J-E-T-S: Just End The Season
New York had a chance to build a stadium, but it passed on the idea.
I have often complained that New York City did not have a professional football team. If not for the Giants, New Jersey would not have one either. The Jets this year are one step above an NFL Europe team. Pitiful. Needless to say the Patriots destroyed the Jets. It was still a fun time however, as the fans around me gave me quite a few people-watching opportunities.

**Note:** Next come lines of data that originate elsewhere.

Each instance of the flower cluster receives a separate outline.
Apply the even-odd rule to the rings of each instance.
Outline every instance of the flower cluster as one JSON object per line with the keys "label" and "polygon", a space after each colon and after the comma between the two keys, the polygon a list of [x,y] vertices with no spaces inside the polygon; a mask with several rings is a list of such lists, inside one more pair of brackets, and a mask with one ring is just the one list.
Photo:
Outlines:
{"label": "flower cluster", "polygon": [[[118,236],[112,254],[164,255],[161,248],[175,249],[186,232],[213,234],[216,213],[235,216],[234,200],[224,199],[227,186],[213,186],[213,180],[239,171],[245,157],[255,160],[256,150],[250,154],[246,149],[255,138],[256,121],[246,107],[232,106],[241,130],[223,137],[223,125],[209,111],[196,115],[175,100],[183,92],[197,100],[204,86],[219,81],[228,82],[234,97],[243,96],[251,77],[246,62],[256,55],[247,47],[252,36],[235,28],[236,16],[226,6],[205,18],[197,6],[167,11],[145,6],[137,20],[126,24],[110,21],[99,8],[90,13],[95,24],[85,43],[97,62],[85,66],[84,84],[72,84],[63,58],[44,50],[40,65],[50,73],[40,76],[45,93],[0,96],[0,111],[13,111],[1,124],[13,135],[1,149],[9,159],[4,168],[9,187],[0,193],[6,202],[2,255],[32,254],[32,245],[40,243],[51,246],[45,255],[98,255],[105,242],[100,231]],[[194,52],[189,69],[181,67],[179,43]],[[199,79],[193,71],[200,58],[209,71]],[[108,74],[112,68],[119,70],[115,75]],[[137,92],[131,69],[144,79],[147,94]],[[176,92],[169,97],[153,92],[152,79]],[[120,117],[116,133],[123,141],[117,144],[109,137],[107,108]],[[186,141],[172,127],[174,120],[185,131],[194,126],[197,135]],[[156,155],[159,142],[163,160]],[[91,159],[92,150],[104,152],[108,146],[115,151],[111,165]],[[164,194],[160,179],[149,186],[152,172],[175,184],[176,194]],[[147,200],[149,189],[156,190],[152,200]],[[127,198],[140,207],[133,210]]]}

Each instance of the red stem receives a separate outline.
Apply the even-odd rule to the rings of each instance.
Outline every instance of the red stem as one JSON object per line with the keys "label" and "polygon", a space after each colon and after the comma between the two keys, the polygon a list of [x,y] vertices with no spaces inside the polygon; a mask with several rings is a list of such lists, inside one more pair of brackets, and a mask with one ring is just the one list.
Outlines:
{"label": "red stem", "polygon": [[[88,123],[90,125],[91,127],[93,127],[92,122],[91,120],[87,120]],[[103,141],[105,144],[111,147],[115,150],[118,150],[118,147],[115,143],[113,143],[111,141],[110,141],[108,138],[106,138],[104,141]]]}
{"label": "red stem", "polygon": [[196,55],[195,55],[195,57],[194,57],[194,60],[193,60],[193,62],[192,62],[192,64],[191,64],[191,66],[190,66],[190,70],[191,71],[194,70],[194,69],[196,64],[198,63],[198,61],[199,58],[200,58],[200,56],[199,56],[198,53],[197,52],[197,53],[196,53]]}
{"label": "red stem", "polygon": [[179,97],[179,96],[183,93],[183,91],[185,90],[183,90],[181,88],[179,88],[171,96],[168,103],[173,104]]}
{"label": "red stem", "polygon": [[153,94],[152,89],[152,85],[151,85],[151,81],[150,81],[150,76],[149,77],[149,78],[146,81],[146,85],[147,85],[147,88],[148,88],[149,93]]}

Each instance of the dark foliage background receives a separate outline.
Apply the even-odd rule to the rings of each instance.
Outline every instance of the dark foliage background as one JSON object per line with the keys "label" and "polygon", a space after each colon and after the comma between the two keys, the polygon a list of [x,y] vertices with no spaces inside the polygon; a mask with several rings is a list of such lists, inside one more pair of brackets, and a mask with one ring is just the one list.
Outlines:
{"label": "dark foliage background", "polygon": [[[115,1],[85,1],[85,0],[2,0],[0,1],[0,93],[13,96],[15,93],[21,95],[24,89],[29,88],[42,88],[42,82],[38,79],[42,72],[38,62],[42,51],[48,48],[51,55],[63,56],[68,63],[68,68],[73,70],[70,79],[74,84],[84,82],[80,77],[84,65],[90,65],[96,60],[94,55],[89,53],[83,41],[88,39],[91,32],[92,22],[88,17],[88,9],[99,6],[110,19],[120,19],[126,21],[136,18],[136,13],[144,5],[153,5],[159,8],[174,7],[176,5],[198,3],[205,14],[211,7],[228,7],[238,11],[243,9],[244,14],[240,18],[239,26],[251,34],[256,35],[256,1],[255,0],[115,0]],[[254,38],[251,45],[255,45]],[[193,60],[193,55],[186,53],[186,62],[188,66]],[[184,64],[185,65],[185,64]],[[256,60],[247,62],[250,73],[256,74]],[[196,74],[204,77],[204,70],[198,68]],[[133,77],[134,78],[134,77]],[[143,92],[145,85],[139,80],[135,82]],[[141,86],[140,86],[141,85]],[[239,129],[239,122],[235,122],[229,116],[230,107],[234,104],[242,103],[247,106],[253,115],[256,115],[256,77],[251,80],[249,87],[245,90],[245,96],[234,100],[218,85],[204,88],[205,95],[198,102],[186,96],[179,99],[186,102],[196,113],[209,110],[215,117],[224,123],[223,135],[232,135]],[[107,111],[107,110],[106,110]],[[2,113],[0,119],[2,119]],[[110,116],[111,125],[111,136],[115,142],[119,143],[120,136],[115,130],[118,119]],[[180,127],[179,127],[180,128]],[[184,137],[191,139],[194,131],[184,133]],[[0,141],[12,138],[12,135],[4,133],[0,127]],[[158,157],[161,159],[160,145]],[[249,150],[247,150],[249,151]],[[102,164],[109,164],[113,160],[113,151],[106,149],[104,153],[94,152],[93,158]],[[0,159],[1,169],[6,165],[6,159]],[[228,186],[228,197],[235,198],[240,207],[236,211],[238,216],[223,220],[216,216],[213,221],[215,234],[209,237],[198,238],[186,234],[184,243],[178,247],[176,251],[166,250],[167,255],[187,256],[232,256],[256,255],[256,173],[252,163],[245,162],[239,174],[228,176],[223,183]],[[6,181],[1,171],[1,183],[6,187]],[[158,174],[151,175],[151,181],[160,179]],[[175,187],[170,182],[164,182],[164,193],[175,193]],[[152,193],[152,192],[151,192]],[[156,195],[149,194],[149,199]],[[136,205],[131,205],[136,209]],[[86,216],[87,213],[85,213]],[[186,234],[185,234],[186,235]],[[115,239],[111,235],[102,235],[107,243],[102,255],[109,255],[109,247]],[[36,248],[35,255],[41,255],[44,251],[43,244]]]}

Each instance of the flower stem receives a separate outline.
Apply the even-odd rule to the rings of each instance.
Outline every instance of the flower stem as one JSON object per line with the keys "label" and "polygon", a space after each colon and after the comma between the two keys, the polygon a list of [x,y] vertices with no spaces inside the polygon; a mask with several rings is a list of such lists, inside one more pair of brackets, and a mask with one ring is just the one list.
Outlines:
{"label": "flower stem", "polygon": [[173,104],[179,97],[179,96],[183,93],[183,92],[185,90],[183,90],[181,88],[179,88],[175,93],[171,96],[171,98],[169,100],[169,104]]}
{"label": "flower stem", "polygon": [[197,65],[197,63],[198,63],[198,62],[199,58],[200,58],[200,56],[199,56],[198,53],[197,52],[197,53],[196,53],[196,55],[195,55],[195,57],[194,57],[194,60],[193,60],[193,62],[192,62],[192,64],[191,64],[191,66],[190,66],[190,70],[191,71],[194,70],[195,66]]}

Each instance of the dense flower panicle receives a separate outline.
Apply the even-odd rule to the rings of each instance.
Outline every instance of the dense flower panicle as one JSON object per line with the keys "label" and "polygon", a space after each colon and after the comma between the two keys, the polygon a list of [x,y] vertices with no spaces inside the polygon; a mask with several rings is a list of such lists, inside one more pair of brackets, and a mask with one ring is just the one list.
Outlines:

Immediately, attention was drawn to a "show up to the stadium drunk and root for the away team" guy, who would give the Patriots a standing ovation for doing things like running up the middle for a loss of one yard, and calling a time out. He got into an argument with a guy ten rows above him. Even though he was a drunken idiot, I had to have some sympathy for him, as I've rooted against the Jets (as a Buffalo Bills fan) more than for them here. This guy lacked the charm I usually put into it though.
Also on hand was "show up drunk and root for the away team" girl. Her style was a little different however, as her role was to flirt with Jets fans who have given up on the game by halftime. Her nice smile, combined with beer goggles would be enough for any man to overlook her pair-shaped frame and bad Boston accent to go full out and flirt back. I wasn't drunk. I didn't bother.
Then there's "wear a large hat so the guy in front of me can't see" guy. He had a decent sense of humor though, as the drunk Pats girl with the big buttocks made a game of trying to throw a quarter onto his sombrero. After about five tries, the guy next to her got one on the hat and almost made the nearby crowd give a standing ovation.
The final score, Patriots 31, Jets 21.